The weight of Hugh’s disapproval was crushing. Her fear for Simon outweighed it by a thousand measures.

“Please, speak with him.”

“And say what?”

“Tell him I cannot have him on my conscience. Tell him he must not admit we laid together or…”

Or what? What could induce Simon to lie, or at least keep silent?

“Or I will say he seeks only to protect me. That, in truth, I made up the whole tale of surrendering my maidenhead to escape a marriage the queen knows I despise.”

“That’s easily enough disproved.”

“Mayhap. Mayhap not.”

The bitter thoughts that had followed her out of the queen’s tent came back with brutal force.

“As anxious as Melisande is to see this alliance done, she could well instruct the king’s physician to confirm my virgin’s shield is still intact. She could even have one of her ladies show me how to weep and writhe in pain and cut myself so that I bleed profusely when the emir takes me to bed.”

“Jocelyn!”

“What? Don’t say it can’t be done. Shall I tell you which of my ladies used pig’s blood to stain the sheets on her wedding night?”

That silenced him.

“Go to Simon, Hugh. Please! Tell him I will not have him bear the consequences of my rash acts.”

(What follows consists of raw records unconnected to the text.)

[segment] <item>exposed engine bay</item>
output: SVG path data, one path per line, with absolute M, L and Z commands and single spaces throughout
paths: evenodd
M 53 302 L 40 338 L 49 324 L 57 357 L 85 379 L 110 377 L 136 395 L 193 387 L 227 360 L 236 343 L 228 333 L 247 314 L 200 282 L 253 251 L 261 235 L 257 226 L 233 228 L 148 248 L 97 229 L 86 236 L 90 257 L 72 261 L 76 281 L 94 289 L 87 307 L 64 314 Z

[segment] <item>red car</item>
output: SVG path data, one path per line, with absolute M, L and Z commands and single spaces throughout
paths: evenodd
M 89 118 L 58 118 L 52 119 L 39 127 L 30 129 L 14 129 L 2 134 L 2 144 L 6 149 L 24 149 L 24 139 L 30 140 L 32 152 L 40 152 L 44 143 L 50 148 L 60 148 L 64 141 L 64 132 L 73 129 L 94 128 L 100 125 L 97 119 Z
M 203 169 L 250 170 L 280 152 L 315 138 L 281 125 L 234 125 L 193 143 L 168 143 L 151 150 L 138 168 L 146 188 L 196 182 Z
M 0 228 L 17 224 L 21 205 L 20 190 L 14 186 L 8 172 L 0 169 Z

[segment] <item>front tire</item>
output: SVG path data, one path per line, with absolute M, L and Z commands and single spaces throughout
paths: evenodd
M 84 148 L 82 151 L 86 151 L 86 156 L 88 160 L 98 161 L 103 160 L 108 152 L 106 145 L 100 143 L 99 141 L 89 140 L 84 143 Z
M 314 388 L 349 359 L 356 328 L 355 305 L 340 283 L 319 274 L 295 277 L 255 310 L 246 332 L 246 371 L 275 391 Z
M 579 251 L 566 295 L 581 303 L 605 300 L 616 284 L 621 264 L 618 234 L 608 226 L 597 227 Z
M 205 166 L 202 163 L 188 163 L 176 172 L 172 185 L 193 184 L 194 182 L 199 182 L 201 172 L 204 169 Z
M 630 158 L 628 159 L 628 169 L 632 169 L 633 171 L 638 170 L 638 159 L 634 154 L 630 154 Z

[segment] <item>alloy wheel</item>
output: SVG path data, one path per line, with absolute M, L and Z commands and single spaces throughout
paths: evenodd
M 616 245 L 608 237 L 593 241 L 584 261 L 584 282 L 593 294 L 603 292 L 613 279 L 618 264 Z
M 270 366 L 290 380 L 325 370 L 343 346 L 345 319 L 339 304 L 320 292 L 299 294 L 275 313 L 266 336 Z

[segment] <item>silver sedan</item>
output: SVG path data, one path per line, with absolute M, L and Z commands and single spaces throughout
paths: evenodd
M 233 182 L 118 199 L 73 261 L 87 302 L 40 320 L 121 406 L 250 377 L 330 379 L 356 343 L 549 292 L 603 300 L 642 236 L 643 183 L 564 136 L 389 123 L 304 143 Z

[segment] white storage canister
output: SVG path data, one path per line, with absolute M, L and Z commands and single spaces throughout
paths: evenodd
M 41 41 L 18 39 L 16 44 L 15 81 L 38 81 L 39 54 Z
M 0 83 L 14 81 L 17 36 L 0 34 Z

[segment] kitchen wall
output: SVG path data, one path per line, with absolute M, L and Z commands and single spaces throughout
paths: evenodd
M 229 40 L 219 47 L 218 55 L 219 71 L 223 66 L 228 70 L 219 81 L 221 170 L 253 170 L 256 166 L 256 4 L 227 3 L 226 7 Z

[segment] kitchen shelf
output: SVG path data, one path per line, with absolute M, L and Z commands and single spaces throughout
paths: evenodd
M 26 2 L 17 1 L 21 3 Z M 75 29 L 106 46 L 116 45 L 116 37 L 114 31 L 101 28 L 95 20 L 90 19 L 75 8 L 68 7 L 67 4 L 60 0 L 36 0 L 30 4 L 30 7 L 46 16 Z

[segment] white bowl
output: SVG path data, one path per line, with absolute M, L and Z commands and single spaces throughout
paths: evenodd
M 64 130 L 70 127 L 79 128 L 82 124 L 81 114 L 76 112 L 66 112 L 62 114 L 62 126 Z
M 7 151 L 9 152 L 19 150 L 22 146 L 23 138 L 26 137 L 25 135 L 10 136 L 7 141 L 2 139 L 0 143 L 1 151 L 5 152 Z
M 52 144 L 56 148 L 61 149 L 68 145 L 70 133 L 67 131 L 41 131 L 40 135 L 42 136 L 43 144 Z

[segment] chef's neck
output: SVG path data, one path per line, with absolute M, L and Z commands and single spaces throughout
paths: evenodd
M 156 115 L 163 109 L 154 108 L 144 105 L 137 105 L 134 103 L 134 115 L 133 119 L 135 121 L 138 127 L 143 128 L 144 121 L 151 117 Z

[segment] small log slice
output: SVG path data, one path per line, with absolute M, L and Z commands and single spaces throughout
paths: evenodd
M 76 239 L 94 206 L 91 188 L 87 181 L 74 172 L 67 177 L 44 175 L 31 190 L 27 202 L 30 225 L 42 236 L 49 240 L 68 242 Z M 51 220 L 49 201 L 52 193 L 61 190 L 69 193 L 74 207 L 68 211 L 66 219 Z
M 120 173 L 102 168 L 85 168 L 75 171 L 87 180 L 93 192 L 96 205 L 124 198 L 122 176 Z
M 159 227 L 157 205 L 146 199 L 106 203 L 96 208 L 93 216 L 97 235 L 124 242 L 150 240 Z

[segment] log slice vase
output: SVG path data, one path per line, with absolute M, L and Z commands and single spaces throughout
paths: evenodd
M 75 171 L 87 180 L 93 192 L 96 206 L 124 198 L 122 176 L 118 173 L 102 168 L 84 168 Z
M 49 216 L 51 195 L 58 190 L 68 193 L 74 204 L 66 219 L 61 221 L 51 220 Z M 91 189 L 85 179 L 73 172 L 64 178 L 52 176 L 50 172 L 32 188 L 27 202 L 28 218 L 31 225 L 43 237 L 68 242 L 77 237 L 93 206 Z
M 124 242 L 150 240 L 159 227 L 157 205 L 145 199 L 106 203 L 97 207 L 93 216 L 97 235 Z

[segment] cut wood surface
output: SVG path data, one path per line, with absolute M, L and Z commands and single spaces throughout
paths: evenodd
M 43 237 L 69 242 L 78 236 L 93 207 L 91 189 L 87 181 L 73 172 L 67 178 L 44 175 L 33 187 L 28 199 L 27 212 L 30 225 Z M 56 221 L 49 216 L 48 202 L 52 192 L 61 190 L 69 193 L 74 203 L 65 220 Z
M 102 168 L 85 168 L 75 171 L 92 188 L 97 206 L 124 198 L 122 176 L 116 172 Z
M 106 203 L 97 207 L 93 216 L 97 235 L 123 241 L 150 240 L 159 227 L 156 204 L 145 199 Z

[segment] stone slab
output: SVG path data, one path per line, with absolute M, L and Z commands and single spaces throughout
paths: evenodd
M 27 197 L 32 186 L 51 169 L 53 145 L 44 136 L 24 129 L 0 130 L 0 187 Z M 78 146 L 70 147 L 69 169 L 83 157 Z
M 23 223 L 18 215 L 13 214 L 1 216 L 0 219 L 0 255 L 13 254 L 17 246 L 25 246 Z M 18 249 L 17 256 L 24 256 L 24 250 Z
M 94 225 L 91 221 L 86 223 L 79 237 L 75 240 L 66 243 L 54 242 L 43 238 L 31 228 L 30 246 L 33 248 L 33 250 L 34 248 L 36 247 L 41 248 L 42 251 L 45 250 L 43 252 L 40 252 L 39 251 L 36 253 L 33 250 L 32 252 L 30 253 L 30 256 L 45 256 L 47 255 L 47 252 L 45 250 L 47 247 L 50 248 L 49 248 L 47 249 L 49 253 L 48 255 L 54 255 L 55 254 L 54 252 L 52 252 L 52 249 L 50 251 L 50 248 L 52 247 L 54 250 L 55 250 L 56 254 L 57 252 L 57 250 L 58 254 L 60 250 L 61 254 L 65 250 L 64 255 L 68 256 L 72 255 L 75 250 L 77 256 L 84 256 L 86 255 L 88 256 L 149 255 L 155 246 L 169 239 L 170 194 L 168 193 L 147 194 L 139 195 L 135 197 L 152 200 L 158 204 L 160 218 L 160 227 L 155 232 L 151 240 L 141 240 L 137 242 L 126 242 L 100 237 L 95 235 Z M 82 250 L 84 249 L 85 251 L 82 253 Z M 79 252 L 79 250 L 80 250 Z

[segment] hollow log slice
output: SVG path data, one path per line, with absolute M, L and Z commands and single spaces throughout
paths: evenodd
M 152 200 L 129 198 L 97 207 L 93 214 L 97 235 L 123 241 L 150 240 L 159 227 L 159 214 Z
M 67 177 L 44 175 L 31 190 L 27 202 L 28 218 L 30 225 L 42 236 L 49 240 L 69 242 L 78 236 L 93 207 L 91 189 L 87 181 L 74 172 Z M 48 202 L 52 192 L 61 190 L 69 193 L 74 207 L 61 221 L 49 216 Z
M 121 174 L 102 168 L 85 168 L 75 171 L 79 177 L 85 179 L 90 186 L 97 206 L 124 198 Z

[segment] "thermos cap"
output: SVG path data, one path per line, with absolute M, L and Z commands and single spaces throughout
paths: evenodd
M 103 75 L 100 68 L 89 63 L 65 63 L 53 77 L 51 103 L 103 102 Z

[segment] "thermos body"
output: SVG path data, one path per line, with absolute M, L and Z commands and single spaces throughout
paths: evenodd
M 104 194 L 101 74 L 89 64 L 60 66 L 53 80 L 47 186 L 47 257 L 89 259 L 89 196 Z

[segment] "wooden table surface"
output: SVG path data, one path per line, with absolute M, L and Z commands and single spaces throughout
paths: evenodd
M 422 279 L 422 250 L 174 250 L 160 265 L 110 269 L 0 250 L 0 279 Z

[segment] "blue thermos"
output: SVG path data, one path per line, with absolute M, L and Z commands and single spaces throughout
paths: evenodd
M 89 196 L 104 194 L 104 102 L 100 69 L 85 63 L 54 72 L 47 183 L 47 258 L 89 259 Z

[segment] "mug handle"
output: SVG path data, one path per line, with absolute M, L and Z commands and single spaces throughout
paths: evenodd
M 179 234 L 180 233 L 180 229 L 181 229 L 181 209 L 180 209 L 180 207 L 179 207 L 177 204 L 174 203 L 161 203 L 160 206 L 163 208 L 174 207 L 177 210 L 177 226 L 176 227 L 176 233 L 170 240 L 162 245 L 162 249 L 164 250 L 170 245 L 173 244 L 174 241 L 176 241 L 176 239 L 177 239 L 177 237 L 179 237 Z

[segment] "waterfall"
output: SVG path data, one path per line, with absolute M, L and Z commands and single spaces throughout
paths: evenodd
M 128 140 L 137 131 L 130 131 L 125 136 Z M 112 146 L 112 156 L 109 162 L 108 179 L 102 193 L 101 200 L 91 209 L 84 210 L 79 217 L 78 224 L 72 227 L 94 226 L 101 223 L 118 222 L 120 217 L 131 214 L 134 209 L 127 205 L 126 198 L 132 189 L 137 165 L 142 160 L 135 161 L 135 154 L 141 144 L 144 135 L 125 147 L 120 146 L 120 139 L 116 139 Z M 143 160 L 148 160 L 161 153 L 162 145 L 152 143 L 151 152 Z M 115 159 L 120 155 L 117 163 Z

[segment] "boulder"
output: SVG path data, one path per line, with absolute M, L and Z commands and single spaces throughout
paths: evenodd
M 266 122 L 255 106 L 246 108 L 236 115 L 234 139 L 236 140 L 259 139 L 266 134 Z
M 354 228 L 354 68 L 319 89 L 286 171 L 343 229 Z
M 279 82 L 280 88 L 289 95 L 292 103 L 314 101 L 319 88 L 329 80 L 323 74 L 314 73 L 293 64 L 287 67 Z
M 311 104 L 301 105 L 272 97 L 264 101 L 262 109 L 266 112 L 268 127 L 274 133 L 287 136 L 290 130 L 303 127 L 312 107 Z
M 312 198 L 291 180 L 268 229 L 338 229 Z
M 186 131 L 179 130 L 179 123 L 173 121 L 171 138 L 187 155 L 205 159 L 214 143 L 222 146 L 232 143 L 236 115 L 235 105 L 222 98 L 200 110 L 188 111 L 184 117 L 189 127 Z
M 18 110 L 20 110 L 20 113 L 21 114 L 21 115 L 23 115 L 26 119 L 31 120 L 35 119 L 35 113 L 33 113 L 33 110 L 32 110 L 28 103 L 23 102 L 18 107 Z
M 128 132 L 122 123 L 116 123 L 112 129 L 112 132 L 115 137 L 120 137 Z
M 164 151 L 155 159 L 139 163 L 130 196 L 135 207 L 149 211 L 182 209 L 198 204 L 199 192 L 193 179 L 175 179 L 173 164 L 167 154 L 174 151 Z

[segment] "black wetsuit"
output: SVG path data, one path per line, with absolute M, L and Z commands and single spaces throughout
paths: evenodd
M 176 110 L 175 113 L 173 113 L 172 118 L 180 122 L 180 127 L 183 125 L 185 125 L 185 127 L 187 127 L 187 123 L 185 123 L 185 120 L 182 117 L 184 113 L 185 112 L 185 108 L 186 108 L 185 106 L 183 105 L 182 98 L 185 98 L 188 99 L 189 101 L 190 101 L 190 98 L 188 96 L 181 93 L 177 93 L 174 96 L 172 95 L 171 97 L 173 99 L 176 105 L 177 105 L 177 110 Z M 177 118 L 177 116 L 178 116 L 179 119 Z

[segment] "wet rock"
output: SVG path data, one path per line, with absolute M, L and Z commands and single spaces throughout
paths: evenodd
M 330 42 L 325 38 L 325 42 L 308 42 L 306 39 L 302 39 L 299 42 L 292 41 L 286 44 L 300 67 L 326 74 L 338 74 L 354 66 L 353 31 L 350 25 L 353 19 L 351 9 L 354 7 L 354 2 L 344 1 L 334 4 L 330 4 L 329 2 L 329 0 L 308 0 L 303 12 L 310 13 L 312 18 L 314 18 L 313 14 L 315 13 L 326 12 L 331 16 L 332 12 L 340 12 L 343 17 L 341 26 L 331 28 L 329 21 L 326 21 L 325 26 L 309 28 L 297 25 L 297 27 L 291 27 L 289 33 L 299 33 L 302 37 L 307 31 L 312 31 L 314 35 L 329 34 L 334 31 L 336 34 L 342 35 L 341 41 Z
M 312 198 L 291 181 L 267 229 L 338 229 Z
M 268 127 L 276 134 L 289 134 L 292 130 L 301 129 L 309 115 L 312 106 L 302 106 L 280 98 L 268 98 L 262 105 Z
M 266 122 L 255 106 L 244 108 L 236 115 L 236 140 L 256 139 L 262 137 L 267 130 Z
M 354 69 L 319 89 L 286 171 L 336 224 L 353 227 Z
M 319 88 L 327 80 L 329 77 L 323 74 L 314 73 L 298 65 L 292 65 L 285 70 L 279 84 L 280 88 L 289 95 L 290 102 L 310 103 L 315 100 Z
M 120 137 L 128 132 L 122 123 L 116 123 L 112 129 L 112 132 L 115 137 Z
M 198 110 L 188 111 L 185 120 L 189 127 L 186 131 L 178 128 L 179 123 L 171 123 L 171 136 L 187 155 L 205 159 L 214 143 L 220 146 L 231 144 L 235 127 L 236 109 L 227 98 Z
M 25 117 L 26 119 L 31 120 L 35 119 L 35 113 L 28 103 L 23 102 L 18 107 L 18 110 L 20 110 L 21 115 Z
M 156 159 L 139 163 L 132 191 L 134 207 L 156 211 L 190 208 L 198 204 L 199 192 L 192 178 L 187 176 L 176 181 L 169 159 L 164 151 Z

The aged knight’s face was little more than a blur in the deepening dusk, but Jocelyn saw his jaw work from side to side.

How had she brought him and Simon and herself to such a coil? When had matters become so tangled that not even an argonaut’s sword could slice through the knots?

Shamed to her very soul, she stretched out a hand. The sudden ball of fire that launched into the sky behind him made her jerk it back.

“What…?”

The ball soared high in the purple sky, trailing a tail of brilliant sparks. Jocelyn recognized it for what it was immediately.

“Hugh!” she gasped. “Look!”

The knight spun around and spit out a violent oath. Like her, he needed only a glance to grasp what that blazing ball portended.

“Greek fire,” he snarled through bared teeth.

The mere name was enough to inspire terror. First used by the Byzantines to repel Saracen attacks against Constantinople, the fiery projectiles had since become a staple of both besieging and besieged armies. Soldiers sprayed by the combination of flaming resin, quicklime and sulphur died most agonizing deaths. Wooden siege engines and towers burned to cinders.